Das ResetBit muss ich morgen mal testen, danke. 
Kannte ich noch nicht.

Aber mal eine kleine Info zu dem ganzen Ablauf, damit es ggf. 
einfacher zu verstehn ist oder ich woanders einen Denkfehler hab.

In der SPS wird nach einer bestimmten Bedingung ein Bit gesetzt (S).
Das setzen erfolgt über eine positive Flanke (P).
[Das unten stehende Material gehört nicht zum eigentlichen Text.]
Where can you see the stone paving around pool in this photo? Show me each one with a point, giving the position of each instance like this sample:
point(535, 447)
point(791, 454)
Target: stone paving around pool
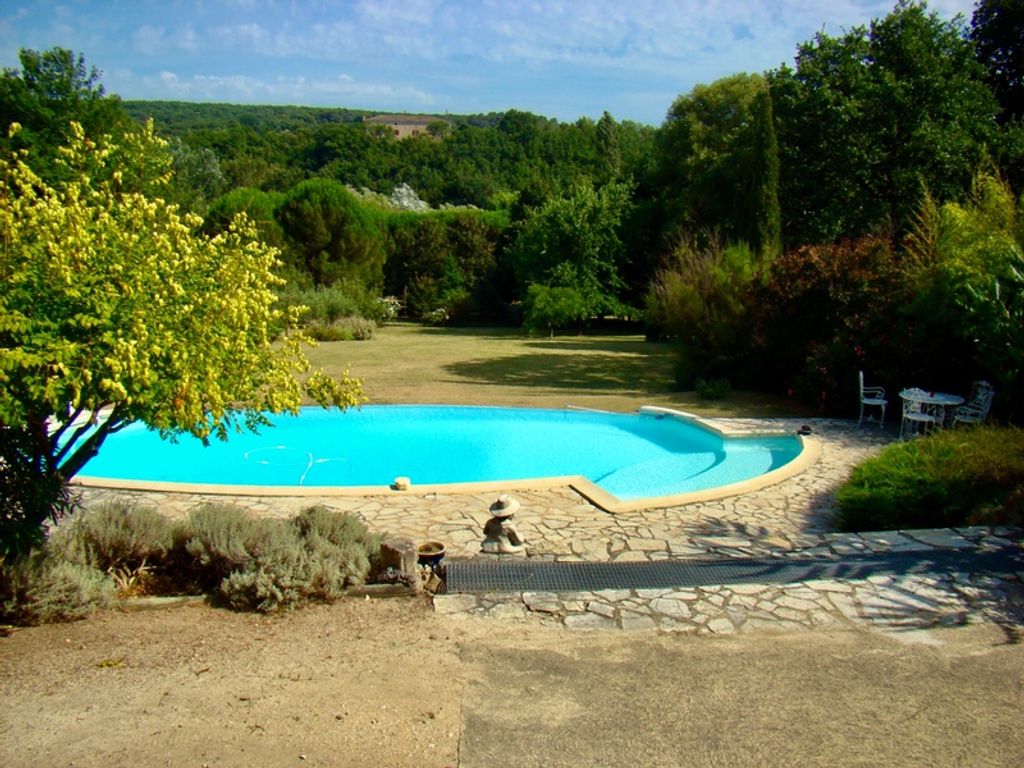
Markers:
point(791, 519)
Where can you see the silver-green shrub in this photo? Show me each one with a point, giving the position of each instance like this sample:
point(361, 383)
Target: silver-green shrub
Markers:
point(117, 535)
point(270, 565)
point(42, 590)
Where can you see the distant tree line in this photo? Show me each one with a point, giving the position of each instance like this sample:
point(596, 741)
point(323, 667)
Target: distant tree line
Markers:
point(853, 209)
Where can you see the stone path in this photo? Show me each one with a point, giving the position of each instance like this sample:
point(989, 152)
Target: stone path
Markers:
point(788, 519)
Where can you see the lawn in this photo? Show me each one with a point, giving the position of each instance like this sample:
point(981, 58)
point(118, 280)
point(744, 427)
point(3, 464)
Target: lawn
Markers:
point(407, 363)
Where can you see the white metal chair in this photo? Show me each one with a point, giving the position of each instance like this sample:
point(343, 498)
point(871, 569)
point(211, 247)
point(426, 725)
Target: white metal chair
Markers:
point(920, 417)
point(871, 396)
point(976, 410)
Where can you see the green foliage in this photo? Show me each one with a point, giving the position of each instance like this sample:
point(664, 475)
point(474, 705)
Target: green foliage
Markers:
point(40, 590)
point(950, 478)
point(716, 389)
point(547, 308)
point(343, 329)
point(445, 260)
point(51, 90)
point(823, 312)
point(267, 564)
point(997, 32)
point(573, 242)
point(258, 207)
point(331, 235)
point(719, 164)
point(699, 299)
point(221, 539)
point(117, 536)
point(114, 308)
point(970, 279)
point(865, 117)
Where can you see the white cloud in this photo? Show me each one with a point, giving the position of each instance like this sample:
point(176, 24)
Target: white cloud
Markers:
point(292, 90)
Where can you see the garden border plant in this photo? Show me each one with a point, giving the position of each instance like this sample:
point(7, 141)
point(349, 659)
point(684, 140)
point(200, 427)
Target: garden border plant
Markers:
point(242, 561)
point(950, 478)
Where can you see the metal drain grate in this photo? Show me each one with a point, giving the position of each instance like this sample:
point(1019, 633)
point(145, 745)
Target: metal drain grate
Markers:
point(545, 576)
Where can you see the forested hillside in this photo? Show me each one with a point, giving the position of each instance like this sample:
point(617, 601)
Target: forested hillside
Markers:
point(857, 208)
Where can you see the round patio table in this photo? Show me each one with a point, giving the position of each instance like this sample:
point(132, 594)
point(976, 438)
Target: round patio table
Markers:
point(942, 399)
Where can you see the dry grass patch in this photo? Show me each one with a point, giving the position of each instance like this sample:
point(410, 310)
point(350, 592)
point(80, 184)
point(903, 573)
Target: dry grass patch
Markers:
point(406, 364)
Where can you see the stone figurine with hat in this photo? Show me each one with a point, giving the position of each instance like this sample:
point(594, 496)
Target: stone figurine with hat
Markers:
point(500, 534)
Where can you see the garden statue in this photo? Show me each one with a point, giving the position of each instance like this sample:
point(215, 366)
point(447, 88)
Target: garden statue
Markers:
point(500, 534)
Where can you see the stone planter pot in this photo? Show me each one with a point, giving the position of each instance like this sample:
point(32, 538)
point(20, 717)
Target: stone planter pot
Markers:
point(430, 553)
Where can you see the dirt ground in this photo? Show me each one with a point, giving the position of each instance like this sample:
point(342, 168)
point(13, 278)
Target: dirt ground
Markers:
point(387, 683)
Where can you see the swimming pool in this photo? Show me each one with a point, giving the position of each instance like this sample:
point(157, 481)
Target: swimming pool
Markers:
point(632, 459)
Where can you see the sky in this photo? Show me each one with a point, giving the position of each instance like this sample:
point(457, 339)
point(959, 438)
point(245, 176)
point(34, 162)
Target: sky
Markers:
point(559, 58)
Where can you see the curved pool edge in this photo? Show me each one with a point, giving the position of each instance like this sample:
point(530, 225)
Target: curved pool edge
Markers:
point(810, 452)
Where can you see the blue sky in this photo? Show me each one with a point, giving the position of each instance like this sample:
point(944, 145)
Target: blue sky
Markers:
point(560, 58)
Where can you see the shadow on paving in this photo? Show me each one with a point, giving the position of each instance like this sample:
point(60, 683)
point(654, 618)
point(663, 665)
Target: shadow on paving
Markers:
point(543, 576)
point(841, 698)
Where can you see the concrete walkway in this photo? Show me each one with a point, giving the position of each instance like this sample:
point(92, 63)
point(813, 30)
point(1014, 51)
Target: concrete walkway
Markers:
point(791, 519)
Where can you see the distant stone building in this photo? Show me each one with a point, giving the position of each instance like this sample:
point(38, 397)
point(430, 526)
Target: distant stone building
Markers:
point(404, 126)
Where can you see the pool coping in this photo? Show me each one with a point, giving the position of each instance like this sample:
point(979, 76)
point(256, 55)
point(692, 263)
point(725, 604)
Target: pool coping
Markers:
point(809, 455)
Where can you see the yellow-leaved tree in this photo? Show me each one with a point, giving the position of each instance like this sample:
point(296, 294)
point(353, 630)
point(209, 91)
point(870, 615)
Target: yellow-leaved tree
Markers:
point(116, 308)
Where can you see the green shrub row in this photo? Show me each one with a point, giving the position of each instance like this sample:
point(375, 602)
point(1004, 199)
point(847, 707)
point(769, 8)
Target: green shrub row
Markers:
point(953, 477)
point(243, 561)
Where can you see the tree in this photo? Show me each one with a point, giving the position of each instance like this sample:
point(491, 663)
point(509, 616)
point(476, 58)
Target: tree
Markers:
point(332, 235)
point(573, 242)
point(719, 164)
point(114, 308)
point(50, 90)
point(997, 32)
point(866, 117)
point(548, 308)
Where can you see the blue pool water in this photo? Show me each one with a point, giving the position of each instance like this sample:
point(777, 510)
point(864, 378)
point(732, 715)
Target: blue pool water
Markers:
point(631, 456)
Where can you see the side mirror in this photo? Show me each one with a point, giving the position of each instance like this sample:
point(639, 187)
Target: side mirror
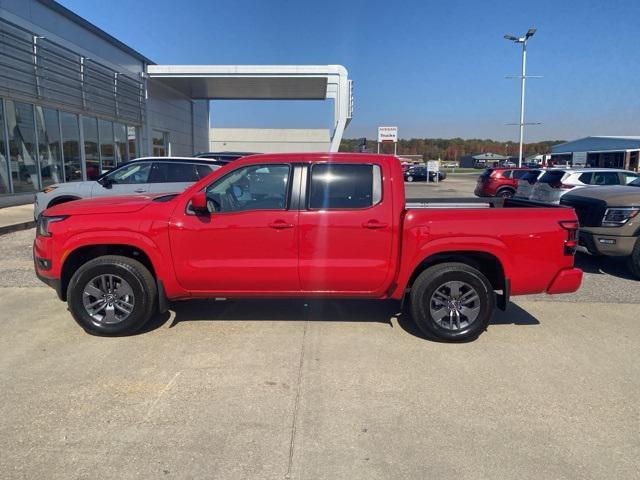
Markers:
point(199, 203)
point(105, 182)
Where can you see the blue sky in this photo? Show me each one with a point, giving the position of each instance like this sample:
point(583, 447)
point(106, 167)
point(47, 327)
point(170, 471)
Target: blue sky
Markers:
point(433, 68)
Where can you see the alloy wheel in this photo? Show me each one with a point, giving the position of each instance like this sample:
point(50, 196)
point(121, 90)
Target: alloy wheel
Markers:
point(108, 299)
point(454, 305)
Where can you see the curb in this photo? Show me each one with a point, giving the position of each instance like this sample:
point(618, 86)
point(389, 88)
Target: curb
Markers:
point(16, 227)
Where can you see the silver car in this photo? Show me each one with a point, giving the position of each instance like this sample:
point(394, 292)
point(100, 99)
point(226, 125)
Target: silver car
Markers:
point(555, 182)
point(144, 175)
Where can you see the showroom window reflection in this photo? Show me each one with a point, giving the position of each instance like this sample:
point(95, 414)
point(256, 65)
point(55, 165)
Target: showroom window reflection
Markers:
point(41, 146)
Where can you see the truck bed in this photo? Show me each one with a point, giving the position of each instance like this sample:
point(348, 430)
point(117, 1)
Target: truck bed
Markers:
point(475, 203)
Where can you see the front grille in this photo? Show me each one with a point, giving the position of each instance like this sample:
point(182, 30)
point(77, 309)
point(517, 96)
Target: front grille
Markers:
point(589, 210)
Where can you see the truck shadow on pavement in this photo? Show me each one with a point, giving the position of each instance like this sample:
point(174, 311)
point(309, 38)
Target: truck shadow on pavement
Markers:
point(315, 310)
point(603, 265)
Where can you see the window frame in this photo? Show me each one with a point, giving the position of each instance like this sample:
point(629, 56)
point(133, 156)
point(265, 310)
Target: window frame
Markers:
point(288, 193)
point(307, 199)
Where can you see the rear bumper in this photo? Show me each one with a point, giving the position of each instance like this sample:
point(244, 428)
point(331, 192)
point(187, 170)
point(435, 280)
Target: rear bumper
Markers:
point(566, 281)
point(610, 245)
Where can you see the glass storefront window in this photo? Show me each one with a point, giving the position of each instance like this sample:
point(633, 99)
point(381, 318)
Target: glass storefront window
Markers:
point(159, 143)
point(4, 166)
point(91, 156)
point(131, 140)
point(22, 146)
point(107, 155)
point(120, 133)
point(71, 146)
point(48, 130)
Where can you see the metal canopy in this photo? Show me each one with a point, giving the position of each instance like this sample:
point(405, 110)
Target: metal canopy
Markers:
point(264, 82)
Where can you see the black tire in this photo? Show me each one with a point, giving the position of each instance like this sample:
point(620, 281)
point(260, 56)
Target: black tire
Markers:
point(505, 193)
point(136, 276)
point(435, 278)
point(633, 261)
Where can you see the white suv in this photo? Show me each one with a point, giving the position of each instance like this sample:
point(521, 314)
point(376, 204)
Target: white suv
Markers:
point(551, 186)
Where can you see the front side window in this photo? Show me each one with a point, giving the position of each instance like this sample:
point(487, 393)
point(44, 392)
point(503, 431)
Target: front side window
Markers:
point(605, 178)
point(135, 173)
point(255, 187)
point(160, 143)
point(344, 186)
point(174, 172)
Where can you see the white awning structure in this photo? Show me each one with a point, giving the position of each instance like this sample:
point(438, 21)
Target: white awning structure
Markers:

|--U e1.0---U m3.1----(P)----(S M5.7)

Im WinCC Flex hab ich ein Scirpt laufen, das per do loop until läuft und
mit einer Taste gestartet wird.

Wenn der M5.7 eins hat, wird in der Schleife eine Berechnung gemacht.
Ist die Berechnung beendet, soll der Merker auf Null gesetzt werden,
damit eine neue Berechnung bei den nächsten Bedingungen gestartet
werden kann.

Das Berechnen läuft super, das sie erst mit dem Merker auf eins startet
auch, nur das am Ende der nicht auf Null gesetzt wird, das ist Ungünstig,
weil ja dann die Berechung im Zyklus der do loop Schleife erfolgt, was nicht
sein sollte.

Aber ggf. ist es mit dem einem Befehl schon gelöst.

Danke für die Info

Gruß


----------



## KalEl (14 Dezember 2006)

Krumnix schrieb:


> Set xyz = SmartTags("hhdjh")
> xyz = false


 
wie soll das funktionieren?
du weist der temporären variablen xyz den false zu obwohl du hhdjh auf false setzen willst

Set xyz = SmartTags("hhdjh")
xyz = false
Set SmartTags("hhdjh") = xyz

kürzer wäre es natürlich so  
hhdjh = false


----------



## Krumnix (14 Dezember 2006)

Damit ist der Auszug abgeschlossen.